Lauri Robertson 2024/04/03 16:46
Please note that as of January 1st, 2024 HSBC no longer has retail banking in France. It has been sold to CCF: LRR
Janet 2024/04/03 16:45
As Americans, we went with BNP Paribas, as that seemed to be the only bank that would take American customers. They required a recommendation letter from our bank (and fortunately sent us a template to use) and also required that we get our home insurance through them. I've never gotten any documentation about what the monthly fees are. Setting up the account took a good six weeks of work, more involved than buying our Paris apartment!
Tony. Allen 2024/04/03 16:36
We set up an account with Credit Agricole when we moved here five years ago. Since then we have set up two further business accounts with them. We have found them to be excellent, and their presence in almost every small town also makes dealing with them very easy.

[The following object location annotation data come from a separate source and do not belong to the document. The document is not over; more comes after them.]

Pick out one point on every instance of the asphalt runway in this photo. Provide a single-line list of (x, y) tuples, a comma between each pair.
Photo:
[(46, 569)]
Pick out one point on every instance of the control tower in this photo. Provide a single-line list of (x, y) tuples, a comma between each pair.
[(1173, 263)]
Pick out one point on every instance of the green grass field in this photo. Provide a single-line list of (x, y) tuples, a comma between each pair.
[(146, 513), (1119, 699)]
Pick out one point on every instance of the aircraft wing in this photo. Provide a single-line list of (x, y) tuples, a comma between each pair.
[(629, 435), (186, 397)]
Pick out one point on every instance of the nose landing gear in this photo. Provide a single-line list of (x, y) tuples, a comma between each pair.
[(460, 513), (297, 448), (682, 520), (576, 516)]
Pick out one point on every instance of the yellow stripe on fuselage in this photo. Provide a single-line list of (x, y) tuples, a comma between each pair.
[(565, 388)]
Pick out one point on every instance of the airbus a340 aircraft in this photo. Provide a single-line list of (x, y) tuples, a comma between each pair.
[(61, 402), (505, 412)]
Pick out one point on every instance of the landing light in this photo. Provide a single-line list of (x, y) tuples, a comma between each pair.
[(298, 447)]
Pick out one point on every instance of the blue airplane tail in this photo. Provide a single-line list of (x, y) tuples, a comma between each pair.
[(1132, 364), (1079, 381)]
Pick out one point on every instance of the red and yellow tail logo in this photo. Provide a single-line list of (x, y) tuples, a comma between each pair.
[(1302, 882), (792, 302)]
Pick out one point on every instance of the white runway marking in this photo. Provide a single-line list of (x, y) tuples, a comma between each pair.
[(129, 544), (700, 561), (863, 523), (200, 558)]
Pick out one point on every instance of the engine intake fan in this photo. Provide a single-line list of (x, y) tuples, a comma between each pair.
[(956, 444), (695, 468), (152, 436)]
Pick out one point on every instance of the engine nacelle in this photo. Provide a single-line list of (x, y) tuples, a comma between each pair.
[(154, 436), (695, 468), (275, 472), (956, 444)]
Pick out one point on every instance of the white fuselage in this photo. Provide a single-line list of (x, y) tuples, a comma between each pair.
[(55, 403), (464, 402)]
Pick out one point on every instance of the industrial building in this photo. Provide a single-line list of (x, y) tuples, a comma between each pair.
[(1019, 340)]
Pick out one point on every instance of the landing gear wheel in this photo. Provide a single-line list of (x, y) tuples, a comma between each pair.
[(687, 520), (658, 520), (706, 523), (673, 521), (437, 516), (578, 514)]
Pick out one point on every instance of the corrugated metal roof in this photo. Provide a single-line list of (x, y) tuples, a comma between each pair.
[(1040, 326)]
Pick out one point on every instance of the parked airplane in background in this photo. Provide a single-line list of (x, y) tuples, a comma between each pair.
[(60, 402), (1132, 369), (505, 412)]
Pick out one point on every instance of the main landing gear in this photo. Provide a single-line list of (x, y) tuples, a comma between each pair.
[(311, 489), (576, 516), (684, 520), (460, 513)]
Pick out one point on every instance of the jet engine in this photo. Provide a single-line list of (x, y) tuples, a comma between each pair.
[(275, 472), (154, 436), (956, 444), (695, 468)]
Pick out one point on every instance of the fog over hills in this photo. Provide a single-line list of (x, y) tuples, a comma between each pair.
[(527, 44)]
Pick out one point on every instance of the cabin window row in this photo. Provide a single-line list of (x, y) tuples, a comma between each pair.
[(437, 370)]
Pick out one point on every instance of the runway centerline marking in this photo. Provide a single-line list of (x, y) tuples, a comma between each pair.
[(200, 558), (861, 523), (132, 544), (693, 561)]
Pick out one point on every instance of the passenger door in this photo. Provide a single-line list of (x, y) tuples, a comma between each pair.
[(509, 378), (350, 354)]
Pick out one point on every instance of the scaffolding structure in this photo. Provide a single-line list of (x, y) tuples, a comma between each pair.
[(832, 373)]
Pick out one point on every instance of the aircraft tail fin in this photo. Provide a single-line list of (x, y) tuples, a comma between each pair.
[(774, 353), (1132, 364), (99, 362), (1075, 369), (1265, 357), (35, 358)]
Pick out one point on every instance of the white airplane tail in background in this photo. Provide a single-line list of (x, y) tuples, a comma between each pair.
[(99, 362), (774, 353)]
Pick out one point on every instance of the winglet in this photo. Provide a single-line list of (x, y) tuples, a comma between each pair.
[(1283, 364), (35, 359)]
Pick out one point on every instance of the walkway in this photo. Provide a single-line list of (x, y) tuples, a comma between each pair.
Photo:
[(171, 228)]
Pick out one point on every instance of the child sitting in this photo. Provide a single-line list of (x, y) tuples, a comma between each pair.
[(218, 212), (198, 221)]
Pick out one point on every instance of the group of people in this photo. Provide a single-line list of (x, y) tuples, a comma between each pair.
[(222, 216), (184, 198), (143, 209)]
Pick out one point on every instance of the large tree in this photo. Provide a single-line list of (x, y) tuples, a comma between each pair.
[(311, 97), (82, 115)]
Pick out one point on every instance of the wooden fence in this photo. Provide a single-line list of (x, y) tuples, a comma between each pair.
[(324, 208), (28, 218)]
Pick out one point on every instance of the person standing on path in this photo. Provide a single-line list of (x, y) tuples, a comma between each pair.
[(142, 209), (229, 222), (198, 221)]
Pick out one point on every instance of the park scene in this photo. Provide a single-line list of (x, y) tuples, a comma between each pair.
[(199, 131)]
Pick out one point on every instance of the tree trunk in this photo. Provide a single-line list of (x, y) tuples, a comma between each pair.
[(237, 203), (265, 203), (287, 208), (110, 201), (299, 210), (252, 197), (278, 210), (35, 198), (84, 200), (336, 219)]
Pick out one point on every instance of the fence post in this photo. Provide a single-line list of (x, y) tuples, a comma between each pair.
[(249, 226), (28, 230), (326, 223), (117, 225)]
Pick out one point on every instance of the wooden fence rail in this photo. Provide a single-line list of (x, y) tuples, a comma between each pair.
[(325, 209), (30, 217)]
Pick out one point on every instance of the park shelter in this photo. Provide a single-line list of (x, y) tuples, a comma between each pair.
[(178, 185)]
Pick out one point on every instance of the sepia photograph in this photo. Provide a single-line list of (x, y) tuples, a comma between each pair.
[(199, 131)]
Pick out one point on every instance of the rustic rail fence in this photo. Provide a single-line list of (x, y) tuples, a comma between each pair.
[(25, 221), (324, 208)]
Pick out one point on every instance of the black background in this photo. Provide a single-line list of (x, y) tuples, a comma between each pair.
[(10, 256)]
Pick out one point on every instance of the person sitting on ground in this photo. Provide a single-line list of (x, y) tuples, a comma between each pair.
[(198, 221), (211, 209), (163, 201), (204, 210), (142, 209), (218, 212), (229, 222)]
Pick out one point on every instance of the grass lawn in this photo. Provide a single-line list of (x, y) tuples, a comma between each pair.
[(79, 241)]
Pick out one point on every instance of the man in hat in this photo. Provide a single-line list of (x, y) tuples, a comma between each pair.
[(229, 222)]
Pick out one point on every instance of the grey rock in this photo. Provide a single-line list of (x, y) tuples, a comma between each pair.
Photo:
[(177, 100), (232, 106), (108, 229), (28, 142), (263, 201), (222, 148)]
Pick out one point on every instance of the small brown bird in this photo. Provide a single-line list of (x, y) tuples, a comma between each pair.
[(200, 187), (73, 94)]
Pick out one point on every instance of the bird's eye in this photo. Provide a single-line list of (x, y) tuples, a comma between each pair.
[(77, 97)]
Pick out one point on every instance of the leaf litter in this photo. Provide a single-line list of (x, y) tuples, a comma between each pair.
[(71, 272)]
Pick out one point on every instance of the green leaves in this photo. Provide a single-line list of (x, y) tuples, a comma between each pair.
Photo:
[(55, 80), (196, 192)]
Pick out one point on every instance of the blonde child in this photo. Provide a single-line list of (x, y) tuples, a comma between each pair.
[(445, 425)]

Diana Spires 2024/04/03 14:59
I now pay taxes and utility bills by monthly direct debits under SEPA arrangement from my Uk bank , and it works ok …I realise I may lose a small amount on exchange , but at least it’s easier to control ! I also have opened a Revolut account which is excellent in exchange rates when you spend ..
Danbob 2024/04/03 12:47
Brit line with Credit Agricole is very good.
Andrew 2024/04/03 11:54
HSBC has sold off its French retail bank with its customers transferred to CCF, a newly created entity using a brand name from the past.